Mon rêve, c’est que le CAC 40 de demain, je le dis sans animosité avec celles et ceux qui représentent le CAC 40 d’aujourd’hui, change progressivement de visage, parce que ce sera la vitalité de cette économie, parce que cette économie de la distribution, si nous y prenons part, et mon souhait est que nous y prenions part à plein, viendra perturber les lignes. Elle va perturber toutes les lignes : celles de la façon de gouverner, celle de la façon de diriger les entreprises, celles aussi qui consistent à s’organiser collectivement. Mais nous avons notre carte à jouer. Nous sommes collectivement les acteurs de cette grande transformation, parce que si une chose doit être comprise des temps que nous vivons, c’est qu’il ne faut pas simplement regarder le gouvernement ou les pouvoirs publics en pensant qu’ils ont la réponse. Ils ne sont pas non plus l’origine de tous les maux si d’aventure on avait décidé de passer de l’autre côté du cheval. Les pouvoirs publics sont là pour donner un cadre, avec transparence et stabilité, pour mener toutes les réformes nécessaires. Mais nous sommes collectivement les acteurs de ce changement. Parce que cette transformation, elle s’est profondément déconcentrée. Parce qu’elle est dans la main de chacune et chacun. Et à la fin de la partie, la question se posera de savoir qui veut être progressiste, et qui veut être conservateur.

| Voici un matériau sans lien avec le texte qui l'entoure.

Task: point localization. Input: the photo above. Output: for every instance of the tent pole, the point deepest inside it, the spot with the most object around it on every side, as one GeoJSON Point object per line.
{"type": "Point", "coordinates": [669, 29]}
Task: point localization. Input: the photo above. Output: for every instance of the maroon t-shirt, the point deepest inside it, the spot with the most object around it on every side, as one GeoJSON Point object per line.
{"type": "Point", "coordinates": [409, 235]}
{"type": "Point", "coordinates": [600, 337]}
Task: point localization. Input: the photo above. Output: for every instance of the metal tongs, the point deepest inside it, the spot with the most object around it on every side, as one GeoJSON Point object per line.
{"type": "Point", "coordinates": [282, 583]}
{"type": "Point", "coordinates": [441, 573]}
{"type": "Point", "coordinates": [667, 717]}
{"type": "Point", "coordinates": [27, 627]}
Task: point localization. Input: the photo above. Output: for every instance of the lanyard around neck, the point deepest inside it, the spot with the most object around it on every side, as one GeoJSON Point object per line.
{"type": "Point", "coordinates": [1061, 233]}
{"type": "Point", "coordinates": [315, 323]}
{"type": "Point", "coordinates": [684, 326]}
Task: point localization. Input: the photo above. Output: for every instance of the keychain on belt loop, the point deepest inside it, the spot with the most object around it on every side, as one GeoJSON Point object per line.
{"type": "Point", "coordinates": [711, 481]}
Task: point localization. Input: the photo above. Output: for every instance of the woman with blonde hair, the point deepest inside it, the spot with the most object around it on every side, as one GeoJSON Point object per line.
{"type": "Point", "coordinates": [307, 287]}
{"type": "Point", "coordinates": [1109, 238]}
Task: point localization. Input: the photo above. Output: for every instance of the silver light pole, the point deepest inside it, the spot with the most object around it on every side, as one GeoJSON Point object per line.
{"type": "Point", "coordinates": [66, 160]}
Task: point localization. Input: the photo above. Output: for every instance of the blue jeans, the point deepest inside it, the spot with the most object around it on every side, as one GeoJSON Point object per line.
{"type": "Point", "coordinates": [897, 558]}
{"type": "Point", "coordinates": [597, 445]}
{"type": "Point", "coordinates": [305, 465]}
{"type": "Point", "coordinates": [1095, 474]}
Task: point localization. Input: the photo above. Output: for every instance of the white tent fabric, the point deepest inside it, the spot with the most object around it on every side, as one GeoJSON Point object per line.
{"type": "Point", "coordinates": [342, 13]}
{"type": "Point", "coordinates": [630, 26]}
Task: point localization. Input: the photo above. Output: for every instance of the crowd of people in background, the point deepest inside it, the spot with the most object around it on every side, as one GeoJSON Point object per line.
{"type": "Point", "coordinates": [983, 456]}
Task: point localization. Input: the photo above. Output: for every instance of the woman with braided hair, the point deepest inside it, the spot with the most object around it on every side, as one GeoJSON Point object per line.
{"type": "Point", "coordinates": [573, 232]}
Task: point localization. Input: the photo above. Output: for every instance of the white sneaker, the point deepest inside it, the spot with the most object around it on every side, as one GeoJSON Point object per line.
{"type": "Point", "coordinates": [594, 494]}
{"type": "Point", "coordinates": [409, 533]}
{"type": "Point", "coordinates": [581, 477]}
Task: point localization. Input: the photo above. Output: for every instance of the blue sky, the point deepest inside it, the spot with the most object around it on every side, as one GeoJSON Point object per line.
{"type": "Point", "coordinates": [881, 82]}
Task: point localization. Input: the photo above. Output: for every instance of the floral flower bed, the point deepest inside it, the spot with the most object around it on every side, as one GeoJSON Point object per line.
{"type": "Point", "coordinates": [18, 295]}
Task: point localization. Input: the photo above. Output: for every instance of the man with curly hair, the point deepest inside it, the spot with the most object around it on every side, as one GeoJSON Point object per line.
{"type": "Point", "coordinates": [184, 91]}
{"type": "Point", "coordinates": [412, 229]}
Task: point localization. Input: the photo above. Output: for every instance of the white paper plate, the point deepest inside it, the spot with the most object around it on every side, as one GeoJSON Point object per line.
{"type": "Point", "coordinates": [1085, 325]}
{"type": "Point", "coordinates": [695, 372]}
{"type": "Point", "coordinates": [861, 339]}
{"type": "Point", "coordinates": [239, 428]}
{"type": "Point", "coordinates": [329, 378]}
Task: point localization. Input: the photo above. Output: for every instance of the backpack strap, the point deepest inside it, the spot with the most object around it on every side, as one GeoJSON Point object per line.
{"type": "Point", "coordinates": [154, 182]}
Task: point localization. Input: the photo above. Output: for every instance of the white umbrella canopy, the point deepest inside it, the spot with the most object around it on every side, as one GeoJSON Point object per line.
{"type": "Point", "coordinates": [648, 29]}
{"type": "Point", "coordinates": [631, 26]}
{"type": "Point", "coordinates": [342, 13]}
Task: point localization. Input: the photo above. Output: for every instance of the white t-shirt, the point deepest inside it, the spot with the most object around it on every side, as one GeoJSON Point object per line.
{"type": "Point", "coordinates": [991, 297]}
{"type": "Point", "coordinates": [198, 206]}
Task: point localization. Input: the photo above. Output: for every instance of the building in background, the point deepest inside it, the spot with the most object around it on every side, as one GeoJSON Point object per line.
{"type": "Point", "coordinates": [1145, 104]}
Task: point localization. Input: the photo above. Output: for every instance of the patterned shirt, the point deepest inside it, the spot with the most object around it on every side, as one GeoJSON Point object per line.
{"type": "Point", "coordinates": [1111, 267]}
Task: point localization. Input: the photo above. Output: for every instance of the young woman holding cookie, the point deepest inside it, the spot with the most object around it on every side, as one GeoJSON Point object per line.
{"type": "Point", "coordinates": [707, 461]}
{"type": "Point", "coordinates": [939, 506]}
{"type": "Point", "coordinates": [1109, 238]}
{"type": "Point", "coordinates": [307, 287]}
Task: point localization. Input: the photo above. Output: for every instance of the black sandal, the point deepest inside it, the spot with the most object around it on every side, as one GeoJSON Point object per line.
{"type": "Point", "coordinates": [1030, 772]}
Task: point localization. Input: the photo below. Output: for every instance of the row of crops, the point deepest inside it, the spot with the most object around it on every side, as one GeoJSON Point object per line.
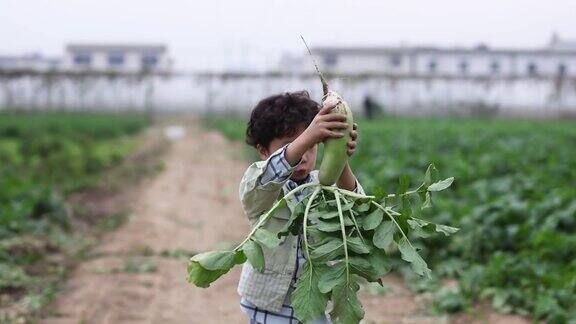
{"type": "Point", "coordinates": [44, 158]}
{"type": "Point", "coordinates": [514, 200]}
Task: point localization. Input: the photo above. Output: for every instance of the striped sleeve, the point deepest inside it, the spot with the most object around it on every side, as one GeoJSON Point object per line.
{"type": "Point", "coordinates": [277, 168]}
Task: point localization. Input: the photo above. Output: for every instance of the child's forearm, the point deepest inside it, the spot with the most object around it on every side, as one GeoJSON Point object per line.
{"type": "Point", "coordinates": [347, 179]}
{"type": "Point", "coordinates": [296, 149]}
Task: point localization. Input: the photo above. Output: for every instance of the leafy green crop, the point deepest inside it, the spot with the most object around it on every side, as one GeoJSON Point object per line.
{"type": "Point", "coordinates": [44, 157]}
{"type": "Point", "coordinates": [347, 238]}
{"type": "Point", "coordinates": [513, 202]}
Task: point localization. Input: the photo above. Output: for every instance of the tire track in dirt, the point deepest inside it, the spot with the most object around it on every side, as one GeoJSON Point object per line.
{"type": "Point", "coordinates": [191, 206]}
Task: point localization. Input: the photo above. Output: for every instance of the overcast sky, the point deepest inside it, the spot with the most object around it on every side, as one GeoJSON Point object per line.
{"type": "Point", "coordinates": [215, 34]}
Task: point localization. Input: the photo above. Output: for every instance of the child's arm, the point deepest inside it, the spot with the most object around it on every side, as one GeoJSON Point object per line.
{"type": "Point", "coordinates": [347, 179]}
{"type": "Point", "coordinates": [322, 127]}
{"type": "Point", "coordinates": [262, 183]}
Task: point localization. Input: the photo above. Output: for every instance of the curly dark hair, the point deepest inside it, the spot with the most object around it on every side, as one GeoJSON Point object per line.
{"type": "Point", "coordinates": [280, 115]}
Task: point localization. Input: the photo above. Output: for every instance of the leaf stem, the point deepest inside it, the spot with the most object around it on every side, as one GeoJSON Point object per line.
{"type": "Point", "coordinates": [403, 194]}
{"type": "Point", "coordinates": [394, 221]}
{"type": "Point", "coordinates": [347, 192]}
{"type": "Point", "coordinates": [354, 221]}
{"type": "Point", "coordinates": [305, 222]}
{"type": "Point", "coordinates": [343, 229]}
{"type": "Point", "coordinates": [271, 211]}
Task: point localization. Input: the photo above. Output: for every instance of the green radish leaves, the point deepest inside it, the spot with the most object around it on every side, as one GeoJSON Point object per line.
{"type": "Point", "coordinates": [254, 254]}
{"type": "Point", "coordinates": [308, 301]}
{"type": "Point", "coordinates": [441, 185]}
{"type": "Point", "coordinates": [205, 268]}
{"type": "Point", "coordinates": [346, 237]}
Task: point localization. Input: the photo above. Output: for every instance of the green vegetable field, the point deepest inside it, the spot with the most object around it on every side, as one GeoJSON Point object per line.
{"type": "Point", "coordinates": [44, 158]}
{"type": "Point", "coordinates": [514, 200]}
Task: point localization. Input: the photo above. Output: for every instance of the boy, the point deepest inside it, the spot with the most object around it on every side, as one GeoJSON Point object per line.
{"type": "Point", "coordinates": [285, 130]}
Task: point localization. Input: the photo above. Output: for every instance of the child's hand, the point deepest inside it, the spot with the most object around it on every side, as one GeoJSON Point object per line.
{"type": "Point", "coordinates": [351, 148]}
{"type": "Point", "coordinates": [325, 125]}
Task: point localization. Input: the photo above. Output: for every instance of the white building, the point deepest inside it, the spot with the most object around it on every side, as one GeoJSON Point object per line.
{"type": "Point", "coordinates": [30, 62]}
{"type": "Point", "coordinates": [558, 58]}
{"type": "Point", "coordinates": [116, 57]}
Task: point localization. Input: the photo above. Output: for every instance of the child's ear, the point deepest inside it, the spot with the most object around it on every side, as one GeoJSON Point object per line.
{"type": "Point", "coordinates": [262, 151]}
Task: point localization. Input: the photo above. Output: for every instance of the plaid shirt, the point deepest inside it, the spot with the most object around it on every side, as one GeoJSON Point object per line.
{"type": "Point", "coordinates": [266, 295]}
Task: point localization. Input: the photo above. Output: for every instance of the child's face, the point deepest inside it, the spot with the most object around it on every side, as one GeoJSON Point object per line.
{"type": "Point", "coordinates": [308, 161]}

Et pour finir, ce bon mot de Chesterton, qui n’avait pas connu cette grande transformation, mais qui vivait au cœur de la précédente. Il qualifiait ces deux camps de manière assez simple, et je me retrouve dans ce distinguo : les progressistes sont ceux qui ont décidé de continuer à faire des erreurs, les conservateurs sont ceux qui décident à tout prix de protéger les erreurs d’hier. Donc continuons à en commettre, résolument, avec enthousiasme, parce qu’elles permettront peut-être de corriger celles du passé. Merci pour votre attention.